Can Your Model Preferences Be 'Inherited'? The RL Transferability Problem

Have you ever spent an entire afternoon organizing your phone — arranging apps into perfect folders, tuning every notification setting just right — and then switched to a new phone the next day, only to start all over?

Now replace “phone” with “AI model” and “home screen” with “the preferences you spent weeks training with RL.” Thomas Wolf from Hugging Face recently dropped a question on X that should make anyone doing model customization a little nervous: in a world where base models get replaced every few weeks, can your carefully taught preferences actually travel with you?

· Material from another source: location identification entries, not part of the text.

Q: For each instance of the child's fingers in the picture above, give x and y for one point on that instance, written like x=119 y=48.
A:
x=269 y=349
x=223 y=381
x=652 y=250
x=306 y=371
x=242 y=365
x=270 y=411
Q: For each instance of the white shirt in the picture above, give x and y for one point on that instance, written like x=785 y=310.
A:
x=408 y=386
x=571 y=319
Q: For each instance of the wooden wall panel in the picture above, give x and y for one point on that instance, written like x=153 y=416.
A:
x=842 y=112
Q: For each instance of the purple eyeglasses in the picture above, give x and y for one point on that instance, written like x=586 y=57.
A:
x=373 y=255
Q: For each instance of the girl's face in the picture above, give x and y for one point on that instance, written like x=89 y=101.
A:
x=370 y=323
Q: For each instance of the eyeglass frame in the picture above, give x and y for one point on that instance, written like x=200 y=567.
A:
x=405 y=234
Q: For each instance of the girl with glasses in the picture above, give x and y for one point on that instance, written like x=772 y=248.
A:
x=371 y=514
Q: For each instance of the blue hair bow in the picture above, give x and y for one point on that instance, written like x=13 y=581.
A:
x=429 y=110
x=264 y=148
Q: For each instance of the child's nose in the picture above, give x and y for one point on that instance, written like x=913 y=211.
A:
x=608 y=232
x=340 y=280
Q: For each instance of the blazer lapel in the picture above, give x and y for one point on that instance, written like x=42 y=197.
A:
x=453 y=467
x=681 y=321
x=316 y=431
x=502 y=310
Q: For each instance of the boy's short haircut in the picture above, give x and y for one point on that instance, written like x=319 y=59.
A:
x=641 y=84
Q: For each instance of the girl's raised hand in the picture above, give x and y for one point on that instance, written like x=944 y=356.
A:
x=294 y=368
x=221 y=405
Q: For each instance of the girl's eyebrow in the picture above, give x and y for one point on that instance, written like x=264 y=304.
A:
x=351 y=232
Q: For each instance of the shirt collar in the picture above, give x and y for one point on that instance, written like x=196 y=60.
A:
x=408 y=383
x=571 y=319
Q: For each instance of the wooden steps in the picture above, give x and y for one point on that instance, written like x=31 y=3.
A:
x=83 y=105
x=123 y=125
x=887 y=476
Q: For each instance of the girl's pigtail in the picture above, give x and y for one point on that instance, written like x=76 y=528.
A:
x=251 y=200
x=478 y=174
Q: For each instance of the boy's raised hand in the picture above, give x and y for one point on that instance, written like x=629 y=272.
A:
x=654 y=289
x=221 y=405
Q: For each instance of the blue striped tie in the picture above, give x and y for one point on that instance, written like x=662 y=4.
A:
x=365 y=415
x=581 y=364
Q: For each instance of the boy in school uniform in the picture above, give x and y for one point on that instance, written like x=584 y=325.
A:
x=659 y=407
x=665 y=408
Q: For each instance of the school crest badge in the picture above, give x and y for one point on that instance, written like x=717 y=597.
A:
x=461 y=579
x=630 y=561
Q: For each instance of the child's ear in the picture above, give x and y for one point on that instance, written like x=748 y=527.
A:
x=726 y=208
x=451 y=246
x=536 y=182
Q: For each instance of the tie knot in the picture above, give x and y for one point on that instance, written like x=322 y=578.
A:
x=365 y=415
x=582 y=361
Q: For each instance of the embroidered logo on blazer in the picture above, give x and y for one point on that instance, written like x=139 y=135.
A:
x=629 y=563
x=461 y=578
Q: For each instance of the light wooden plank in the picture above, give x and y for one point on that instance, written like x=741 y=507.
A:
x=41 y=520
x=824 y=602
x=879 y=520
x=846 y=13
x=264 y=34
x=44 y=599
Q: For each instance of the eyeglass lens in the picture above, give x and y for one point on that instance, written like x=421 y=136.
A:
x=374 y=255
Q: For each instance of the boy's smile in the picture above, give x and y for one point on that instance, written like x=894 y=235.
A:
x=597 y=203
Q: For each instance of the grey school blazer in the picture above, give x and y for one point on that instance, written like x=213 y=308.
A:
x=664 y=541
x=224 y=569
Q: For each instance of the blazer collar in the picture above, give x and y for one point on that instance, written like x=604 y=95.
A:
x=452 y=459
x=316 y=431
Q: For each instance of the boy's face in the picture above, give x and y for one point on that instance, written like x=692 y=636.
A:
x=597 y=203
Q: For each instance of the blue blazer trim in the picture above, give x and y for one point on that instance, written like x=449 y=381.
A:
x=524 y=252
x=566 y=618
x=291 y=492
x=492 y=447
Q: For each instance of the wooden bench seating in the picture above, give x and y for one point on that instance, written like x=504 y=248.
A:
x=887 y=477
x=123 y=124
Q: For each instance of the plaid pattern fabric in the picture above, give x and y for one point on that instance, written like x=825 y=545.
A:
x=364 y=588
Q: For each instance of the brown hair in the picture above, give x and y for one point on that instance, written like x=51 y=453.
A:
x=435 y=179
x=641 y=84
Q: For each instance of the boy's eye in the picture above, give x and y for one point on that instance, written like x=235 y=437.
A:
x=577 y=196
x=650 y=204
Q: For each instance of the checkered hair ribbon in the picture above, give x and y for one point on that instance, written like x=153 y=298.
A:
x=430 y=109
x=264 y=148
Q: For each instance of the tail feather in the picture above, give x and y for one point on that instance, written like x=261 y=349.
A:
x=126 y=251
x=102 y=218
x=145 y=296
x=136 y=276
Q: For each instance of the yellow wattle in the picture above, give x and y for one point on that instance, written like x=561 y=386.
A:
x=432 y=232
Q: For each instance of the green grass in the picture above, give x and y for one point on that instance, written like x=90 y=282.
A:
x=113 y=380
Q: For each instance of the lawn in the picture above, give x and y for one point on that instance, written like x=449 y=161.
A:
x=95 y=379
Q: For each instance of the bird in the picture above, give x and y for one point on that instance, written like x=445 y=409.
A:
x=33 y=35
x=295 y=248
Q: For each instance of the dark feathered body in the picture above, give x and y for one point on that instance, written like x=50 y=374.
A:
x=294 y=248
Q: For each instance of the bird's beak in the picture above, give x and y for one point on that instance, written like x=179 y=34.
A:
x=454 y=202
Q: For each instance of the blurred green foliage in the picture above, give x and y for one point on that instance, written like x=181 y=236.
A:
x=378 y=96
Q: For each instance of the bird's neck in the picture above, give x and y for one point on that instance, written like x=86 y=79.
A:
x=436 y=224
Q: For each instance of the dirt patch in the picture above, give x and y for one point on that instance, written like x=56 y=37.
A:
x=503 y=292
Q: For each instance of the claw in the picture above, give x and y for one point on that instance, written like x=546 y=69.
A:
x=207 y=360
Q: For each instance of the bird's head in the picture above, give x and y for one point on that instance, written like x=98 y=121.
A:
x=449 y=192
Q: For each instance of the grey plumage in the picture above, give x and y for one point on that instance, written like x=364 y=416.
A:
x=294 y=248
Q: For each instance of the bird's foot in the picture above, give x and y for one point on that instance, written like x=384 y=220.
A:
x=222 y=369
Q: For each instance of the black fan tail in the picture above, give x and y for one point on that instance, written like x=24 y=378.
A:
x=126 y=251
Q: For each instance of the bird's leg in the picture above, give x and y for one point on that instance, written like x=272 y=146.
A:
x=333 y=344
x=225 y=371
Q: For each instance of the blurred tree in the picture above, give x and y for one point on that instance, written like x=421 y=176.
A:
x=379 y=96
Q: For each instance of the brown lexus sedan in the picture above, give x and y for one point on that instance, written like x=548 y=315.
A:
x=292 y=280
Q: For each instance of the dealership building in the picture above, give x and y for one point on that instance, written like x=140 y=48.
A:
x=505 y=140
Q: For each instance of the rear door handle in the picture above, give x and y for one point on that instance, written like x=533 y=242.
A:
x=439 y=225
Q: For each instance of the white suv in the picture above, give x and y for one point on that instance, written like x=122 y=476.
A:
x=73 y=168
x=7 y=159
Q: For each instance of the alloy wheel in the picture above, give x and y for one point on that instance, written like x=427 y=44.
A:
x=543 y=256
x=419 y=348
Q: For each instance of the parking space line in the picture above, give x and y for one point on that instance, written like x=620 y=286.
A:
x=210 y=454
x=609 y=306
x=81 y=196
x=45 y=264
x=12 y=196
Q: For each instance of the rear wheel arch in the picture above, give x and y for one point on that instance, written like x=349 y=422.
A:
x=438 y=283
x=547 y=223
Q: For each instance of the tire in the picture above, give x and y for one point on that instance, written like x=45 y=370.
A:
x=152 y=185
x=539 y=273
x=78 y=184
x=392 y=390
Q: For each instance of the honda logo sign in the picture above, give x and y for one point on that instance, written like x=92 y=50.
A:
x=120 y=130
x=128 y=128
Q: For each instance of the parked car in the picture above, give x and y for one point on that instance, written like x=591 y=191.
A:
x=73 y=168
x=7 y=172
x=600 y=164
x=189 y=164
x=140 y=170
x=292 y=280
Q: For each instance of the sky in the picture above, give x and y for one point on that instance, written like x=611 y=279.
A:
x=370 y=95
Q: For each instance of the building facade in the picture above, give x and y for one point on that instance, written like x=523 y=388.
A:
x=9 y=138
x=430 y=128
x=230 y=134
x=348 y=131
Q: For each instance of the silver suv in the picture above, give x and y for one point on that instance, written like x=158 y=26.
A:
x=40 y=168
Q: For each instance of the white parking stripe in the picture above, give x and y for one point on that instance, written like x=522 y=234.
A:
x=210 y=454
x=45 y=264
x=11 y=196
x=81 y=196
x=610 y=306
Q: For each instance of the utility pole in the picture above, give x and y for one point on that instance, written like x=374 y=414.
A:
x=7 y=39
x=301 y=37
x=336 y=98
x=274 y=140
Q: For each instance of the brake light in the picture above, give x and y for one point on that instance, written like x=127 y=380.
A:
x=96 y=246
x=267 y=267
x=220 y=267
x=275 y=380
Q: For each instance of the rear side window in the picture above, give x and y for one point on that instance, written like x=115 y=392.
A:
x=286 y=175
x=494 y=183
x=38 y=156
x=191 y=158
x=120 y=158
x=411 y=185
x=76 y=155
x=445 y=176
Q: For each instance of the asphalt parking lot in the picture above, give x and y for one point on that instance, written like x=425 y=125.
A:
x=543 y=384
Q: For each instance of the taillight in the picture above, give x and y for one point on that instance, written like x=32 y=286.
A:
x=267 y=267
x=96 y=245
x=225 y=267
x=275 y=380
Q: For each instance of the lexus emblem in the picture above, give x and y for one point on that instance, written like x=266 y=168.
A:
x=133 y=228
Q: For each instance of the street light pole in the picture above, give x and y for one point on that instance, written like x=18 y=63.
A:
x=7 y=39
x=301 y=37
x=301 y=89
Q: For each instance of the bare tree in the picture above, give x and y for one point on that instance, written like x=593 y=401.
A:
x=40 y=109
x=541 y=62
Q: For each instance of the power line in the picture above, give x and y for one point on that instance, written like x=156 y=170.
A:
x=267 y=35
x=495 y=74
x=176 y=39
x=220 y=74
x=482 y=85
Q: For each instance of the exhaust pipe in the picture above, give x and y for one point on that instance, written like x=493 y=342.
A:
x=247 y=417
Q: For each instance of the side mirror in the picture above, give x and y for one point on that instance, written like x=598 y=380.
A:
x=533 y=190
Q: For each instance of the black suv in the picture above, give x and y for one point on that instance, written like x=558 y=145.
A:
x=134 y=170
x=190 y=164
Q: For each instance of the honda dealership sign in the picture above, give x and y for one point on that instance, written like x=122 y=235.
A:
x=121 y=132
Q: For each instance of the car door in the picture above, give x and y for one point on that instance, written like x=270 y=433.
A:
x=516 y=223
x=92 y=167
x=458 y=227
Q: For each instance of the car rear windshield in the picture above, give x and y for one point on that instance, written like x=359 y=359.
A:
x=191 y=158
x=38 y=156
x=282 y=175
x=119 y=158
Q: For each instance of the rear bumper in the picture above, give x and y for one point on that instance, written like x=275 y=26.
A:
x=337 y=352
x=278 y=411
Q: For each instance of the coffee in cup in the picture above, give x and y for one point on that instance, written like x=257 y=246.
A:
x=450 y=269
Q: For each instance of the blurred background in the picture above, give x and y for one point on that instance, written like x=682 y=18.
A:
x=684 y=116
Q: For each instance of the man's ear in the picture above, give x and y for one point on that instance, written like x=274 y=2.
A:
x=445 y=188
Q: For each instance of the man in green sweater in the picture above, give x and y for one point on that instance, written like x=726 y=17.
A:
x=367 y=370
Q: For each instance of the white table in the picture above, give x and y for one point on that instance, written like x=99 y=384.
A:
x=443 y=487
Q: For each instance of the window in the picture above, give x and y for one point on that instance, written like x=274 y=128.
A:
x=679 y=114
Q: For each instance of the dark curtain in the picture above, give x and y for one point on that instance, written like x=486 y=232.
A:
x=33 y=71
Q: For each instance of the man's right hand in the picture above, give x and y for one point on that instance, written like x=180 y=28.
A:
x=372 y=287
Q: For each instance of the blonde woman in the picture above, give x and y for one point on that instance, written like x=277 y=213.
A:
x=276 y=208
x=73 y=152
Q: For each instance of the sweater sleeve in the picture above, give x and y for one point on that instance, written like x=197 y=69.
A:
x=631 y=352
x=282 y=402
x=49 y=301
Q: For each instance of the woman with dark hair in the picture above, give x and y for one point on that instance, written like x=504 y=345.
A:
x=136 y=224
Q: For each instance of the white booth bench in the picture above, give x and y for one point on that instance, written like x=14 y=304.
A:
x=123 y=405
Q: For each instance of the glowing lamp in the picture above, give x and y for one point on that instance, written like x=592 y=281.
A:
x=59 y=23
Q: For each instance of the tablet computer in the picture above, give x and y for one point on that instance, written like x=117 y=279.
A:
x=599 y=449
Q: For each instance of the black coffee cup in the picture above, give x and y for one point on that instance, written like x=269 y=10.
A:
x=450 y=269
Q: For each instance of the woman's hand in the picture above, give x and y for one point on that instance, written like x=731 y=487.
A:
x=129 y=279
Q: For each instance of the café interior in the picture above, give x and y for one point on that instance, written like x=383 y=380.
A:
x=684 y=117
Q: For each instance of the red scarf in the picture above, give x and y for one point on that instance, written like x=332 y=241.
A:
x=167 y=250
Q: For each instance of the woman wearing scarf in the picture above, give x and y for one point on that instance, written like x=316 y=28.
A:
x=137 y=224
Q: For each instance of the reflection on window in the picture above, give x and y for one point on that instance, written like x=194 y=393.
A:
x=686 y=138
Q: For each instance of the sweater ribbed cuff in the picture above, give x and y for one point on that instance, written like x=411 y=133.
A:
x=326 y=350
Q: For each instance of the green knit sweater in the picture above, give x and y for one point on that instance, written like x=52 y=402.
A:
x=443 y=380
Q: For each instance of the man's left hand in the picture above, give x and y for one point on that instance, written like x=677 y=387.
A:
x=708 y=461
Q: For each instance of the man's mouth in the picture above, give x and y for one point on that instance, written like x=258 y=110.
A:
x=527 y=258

His answer: almost nobody is seriously working on this. (╯°□°)⁠╯

Models Update Too Fast — Customization Becomes Disposable

Let’s picture this. You’re an ML engineer on a team. You just spent two weeks using RLHF to get Llama 3 perfectly tuned to your company’s tone and response style. Your boss is happy. Users love it.

Then Llama 4 drops.

Better performance, faster inference, benchmarks crushed across the board. But all those preference settings you carefully trained? The reward signals, the LoRAs, the meticulously labeled preference data? All of it is locked to Llama 3. Now you have two options: stick with the old model that “gets you,” or grit your teeth and spend another two weeks training the new one from scratch.

Clawd 吐槽時間：

This is basically “switching phones” anxiety, but way worse. At least your phone has iCloud backup. Your RL preferences don’t even have a proper “export” button yet. And new models come out roughly ten times faster than new phones, so this pain is only going to get more frequent. Fun times ahead.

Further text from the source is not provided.